Random Walk Plots In Python
Hi there. In this page, I play around with plotting random walk paths in the Python programming language. The code is heavily based from the book Data Analysis In Python by Wes McKinney. In the book, there is no code for the plots. I add in the code for plots.
This post can also be found on my website here.
Plotting A Single Random Walk Path
To start off import random, numpy as np, seed from random and matplotlib's pyplot as plt.
import random
from random import seed
from matplotlib import pyplot as plt
import numpy as np
Having a random seed allows for the results to be reproduced. Not having one will change the results and plots every time random functions are used.
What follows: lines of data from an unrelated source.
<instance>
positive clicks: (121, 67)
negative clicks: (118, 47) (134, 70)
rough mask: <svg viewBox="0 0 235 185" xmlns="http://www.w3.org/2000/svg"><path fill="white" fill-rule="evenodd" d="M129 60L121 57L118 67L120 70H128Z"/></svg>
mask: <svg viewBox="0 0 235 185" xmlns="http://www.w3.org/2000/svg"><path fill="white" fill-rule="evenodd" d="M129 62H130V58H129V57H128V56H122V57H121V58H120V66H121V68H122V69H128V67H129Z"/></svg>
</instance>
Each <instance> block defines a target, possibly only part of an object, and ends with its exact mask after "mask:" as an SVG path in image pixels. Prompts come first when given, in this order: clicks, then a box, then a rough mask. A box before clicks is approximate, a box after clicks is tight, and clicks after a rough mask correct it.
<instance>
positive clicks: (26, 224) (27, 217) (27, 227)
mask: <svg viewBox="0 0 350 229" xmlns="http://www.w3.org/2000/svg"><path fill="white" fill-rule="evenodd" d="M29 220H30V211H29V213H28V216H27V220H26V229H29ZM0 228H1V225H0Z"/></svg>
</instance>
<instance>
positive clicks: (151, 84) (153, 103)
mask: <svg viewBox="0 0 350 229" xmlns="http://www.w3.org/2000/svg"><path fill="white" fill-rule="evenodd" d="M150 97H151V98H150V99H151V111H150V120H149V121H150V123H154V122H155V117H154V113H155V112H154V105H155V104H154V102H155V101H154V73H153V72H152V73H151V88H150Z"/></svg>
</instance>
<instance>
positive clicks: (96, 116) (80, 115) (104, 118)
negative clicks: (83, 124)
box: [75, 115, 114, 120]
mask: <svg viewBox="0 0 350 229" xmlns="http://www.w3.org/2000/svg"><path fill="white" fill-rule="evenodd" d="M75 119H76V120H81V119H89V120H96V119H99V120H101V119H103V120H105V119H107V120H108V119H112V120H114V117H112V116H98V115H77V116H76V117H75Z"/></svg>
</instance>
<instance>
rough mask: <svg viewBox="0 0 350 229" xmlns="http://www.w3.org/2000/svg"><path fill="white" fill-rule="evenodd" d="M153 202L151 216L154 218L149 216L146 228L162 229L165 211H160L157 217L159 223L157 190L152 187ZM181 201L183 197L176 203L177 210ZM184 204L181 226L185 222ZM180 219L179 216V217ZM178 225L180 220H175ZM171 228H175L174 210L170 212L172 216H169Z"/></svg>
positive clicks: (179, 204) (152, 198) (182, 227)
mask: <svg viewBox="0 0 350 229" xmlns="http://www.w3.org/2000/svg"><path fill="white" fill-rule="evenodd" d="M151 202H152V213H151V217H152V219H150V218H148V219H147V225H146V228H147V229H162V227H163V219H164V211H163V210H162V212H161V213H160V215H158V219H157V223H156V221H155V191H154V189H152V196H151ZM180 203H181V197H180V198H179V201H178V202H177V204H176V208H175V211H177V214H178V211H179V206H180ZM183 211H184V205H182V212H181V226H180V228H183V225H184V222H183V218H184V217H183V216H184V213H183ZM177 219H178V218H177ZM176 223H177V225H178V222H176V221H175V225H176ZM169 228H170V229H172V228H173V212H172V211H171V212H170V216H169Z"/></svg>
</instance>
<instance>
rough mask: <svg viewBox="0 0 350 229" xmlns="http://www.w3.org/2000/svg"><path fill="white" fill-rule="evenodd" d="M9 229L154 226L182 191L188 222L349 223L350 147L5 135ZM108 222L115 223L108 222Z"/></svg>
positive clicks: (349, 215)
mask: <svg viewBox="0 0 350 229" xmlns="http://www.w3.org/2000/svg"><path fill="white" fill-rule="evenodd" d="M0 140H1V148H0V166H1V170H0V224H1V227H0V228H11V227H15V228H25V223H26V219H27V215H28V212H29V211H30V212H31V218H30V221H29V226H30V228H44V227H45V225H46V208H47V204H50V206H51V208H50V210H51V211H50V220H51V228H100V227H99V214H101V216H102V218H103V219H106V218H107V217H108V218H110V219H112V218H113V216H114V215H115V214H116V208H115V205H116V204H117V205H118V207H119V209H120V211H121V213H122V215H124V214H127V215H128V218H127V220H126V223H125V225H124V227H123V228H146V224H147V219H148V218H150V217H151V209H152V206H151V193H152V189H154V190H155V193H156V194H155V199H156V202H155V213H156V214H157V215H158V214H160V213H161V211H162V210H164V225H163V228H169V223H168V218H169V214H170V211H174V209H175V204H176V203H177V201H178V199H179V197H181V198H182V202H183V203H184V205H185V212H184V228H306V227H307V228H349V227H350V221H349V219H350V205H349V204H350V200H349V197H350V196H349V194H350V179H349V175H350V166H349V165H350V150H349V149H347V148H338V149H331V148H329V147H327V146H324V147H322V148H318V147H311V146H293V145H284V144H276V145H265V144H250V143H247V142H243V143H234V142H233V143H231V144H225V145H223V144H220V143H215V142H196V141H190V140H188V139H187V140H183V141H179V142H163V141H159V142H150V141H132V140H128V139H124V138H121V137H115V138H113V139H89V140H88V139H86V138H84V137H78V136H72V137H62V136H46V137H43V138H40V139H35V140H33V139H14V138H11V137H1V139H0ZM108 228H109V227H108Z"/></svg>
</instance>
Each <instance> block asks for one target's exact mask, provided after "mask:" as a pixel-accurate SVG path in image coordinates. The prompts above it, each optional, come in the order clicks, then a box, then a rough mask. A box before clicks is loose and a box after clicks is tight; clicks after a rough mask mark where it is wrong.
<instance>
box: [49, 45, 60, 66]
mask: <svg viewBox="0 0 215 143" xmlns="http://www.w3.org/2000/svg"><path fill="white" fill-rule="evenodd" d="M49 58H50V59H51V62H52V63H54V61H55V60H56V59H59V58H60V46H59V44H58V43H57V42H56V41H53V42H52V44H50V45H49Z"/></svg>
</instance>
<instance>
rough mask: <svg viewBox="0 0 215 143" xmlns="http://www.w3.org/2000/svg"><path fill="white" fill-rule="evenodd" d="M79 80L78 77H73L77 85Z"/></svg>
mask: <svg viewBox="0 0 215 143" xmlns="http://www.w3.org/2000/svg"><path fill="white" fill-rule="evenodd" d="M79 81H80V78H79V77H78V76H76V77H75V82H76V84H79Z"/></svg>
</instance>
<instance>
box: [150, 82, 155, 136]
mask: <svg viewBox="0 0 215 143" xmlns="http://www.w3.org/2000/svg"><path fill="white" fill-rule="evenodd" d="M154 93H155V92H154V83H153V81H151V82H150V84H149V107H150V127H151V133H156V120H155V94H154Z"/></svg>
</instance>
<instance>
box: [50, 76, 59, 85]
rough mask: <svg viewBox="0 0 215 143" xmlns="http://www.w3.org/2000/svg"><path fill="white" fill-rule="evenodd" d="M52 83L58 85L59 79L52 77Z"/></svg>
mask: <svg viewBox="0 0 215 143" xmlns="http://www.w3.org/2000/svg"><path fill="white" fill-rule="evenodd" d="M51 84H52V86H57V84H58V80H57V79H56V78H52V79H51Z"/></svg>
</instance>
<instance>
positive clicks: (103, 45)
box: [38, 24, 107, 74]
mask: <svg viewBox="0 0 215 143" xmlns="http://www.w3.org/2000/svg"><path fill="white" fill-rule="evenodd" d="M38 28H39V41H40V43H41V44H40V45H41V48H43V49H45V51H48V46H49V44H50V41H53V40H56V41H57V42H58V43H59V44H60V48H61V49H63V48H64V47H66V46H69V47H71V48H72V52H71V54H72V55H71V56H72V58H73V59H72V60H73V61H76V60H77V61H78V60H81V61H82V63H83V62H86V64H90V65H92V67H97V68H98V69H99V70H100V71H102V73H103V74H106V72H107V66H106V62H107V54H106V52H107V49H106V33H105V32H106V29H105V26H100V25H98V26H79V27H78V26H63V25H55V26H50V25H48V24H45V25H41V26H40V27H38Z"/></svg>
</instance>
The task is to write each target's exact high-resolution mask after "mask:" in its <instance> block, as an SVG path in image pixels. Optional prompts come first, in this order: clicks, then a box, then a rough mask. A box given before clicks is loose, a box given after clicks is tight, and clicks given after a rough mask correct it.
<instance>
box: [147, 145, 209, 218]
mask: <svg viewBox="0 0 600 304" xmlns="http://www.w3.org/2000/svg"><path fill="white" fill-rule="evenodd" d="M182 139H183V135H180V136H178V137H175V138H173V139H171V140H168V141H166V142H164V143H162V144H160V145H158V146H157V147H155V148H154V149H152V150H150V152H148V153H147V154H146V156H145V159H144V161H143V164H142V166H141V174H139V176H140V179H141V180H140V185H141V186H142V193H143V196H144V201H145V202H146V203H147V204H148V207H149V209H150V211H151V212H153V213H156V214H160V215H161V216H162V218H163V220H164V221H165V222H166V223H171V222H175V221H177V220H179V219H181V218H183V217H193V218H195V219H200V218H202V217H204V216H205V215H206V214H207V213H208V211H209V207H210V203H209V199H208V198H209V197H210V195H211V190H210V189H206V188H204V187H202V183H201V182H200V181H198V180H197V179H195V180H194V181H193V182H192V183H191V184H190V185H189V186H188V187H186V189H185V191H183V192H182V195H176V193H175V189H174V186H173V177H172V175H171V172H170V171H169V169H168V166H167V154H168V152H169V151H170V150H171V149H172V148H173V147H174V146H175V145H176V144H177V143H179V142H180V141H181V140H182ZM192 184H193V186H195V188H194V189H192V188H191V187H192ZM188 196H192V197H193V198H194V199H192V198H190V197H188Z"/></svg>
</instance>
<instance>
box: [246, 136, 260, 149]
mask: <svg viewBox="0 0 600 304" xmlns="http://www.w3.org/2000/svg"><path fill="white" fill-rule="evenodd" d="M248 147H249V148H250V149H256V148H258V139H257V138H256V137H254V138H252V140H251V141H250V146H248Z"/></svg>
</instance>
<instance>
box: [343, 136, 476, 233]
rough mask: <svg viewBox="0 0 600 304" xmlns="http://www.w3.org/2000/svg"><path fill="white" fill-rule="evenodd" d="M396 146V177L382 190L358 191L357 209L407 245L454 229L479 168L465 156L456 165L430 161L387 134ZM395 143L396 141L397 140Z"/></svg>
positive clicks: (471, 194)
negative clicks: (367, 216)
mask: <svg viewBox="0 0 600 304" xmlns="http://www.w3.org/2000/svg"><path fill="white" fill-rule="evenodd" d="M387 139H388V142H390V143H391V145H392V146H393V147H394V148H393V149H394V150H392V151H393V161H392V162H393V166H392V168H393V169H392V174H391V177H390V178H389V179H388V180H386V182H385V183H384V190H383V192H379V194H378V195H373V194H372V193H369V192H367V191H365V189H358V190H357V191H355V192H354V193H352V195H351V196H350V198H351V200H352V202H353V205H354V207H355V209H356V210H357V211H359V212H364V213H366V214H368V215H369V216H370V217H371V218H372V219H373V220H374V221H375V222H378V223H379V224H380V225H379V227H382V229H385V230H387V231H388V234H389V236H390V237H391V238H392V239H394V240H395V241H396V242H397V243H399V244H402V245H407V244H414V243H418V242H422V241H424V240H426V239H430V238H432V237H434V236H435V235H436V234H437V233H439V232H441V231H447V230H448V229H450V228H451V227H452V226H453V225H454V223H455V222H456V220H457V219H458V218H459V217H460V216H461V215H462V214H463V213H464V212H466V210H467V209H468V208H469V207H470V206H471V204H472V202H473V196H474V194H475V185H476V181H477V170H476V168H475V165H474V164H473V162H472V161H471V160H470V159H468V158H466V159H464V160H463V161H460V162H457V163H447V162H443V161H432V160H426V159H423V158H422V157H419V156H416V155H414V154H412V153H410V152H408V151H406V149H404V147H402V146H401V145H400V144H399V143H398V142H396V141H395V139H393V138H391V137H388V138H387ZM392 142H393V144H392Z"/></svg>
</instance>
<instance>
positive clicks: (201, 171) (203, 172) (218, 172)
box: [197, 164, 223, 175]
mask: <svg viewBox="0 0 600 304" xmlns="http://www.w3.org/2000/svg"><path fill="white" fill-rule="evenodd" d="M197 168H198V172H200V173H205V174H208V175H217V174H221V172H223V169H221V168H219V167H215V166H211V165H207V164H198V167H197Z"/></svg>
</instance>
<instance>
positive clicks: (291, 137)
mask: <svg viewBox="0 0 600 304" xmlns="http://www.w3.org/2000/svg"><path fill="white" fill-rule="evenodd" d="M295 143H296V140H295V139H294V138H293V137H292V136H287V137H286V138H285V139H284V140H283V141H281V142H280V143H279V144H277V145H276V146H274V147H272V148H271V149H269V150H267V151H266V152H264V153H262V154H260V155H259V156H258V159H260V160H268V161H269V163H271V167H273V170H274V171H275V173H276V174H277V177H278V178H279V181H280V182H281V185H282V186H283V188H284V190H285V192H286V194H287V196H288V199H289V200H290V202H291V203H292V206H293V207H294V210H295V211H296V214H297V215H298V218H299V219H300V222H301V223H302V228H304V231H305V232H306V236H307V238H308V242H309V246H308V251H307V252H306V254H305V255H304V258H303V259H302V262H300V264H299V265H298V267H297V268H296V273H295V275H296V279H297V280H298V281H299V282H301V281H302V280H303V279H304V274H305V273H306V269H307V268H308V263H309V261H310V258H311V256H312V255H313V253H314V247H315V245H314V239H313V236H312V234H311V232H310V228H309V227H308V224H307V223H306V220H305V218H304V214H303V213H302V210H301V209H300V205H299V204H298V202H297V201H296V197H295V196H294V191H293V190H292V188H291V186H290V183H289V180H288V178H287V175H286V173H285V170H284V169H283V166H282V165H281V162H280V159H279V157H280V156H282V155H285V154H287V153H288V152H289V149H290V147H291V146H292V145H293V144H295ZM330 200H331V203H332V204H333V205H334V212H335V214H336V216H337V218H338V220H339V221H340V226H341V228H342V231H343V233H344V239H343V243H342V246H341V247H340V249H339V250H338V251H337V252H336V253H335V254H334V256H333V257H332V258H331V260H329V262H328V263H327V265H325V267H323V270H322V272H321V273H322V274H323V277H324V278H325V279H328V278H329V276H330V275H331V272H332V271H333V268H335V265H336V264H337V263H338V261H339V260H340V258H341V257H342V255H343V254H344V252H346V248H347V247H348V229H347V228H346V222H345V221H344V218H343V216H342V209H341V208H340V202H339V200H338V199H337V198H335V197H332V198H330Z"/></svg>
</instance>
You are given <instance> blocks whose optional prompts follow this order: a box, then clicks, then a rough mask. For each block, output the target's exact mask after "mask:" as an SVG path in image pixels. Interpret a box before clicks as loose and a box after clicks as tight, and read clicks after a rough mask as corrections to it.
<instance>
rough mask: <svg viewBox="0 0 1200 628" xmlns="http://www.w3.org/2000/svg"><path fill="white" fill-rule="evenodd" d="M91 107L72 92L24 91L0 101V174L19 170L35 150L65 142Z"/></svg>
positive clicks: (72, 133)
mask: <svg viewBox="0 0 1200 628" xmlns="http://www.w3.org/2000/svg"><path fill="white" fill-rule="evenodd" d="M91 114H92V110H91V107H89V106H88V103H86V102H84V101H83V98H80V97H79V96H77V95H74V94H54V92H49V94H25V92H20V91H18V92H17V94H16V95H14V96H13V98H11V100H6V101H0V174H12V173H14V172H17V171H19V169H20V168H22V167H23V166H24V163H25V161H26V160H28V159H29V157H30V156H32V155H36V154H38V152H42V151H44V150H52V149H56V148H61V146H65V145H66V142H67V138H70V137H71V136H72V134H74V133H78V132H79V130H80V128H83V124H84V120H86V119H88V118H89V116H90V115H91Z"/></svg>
# Set seed for reproducibility
seed(123)
For simplicity, the random walk starts at the position of y = 0. The walk list will store the position of the random walk after each step/jump. The number of steps is 1000.
position = 0
walk = [position]
steps = 1000
In a random walk, each jump either goes up by one or down by one. This jump is done with the use of an if-else statement in one line within the for loop. Each step is added to the random walk's position. The position can be viewed as the cumulative sum of all the random walk up and down jumps at a time point.
for i in range(steps):
step = 1 if random.randint(0, 1) == 1 else -1
position += step
walk.append(position)
Plotting The Result
Now that the random walk positions have been obtained after each step, a plot can be generated with matplotlib's pyplot. You can use plt.plot(walk) on its own but I wanted to add in some labels and a title.
# Plot results
plt.plot(walk)
plt.xlabel("\n Number Of Steps", size = 14)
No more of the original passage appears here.